1. ## independent variables

IF$\displaystyle X \;and\; Y$ are independent continuous random variables with $\displaystyle identical \;but\; unknown$ distributions.how can I calculate $\displaystyle P(X>Y)$.

I tried using this concept from the independence and conditional distribution:

$\displaystyle P(X>Y)= E[P(X>Y)|Y] = \displaystyle \int P(X>Y) \; f(y)\;dy = \displaystyle \int (1-F_{X}(y))\; f(y)\;dy$

is this correct?

2. $\displaystyle \int_{-\infty}^{\infty}\int_{-\infty}^xf(x)f(y)dydx$

$\displaystyle =\int_{-\infty}^{\infty}f(x)\int_{-\infty}^xf(y)dydx$

$\displaystyle =\int_{-\infty}^{\infty}f(x)F(x)dx$

$\displaystyle ={[F(x)]^2\over 2}\Bigr|^{\infty}_{-\infty}$

=.5-0=.5

3. Thank you so much. I have one more thing to ask. The second integral has limit going from -infinity to x.
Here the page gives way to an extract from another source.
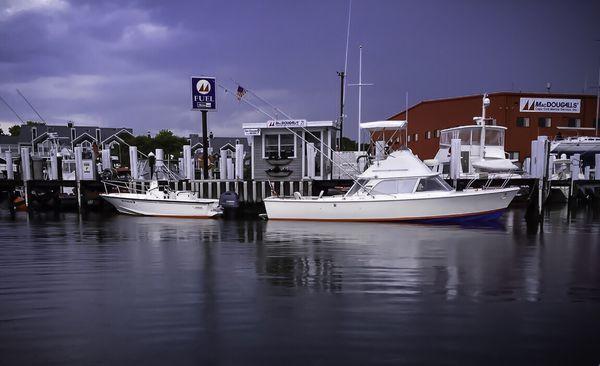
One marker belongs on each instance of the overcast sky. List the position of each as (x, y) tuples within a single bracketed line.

Is it because we are finding P(X>Y)?

4. because y is bounded above by x, this is just basic calculus

5. Originally Posted by chutiya
IF$\displaystyle X \;and\; Y$ are independent continuous random variables with $\displaystyle identical \;but\; unknown$ distributions.how can I calculate $\displaystyle P(X>Y)$.

I tried using this concept from the independence and conditional distribution:

$\displaystyle P(X>Y)= E[P(X>Y)|Y] = \displaystyle \int P(X>Y) \; f(y)\;dy = \displaystyle \int (1-F_{X}(y))\; f(y)\;dy$

is this correct?
$\displaystyle 1=P(X>Y)+P(Y>X)+P(X=Y)$

but $\displaystyle P(X>Y)=P(Y>X)$ by symmetry and for any continuous distribution $\displaystyle P(X=Y)=0$

So the result follows without doing any integrals.

CB

6. Originally Posted by matheagle
because y is bounded above by x, this is just basic calculus

thank you.. i am feeling so dumb!

lastly, i am getting confused on the third step of your second post..

isn't $\displaystyle \int_{-\infty}^{\infty}}f(x)F(x)dx ={[F(x)]^2}\Bigr|^{\infty}_{-\infty}$?

7. F(infty)=1
F(-infty)=0
those are really limits, but it's after 2AM

8. Originally Posted by chutiya
thank you.. i am feeling so dumb!

lastly, i am getting confused on the third step of your second post..

isn't $\displaystyle \int_{-\infty}^{\infty}}f(x)F(x)dx ={[F(x)]^2}\Bigr|^{\infty}_{-\infty}$?
NO

Calc 1, let u=F(x), then du/dx=F'(x)=f(x)

AND $\displaystyle \int udu=u^2/2+c$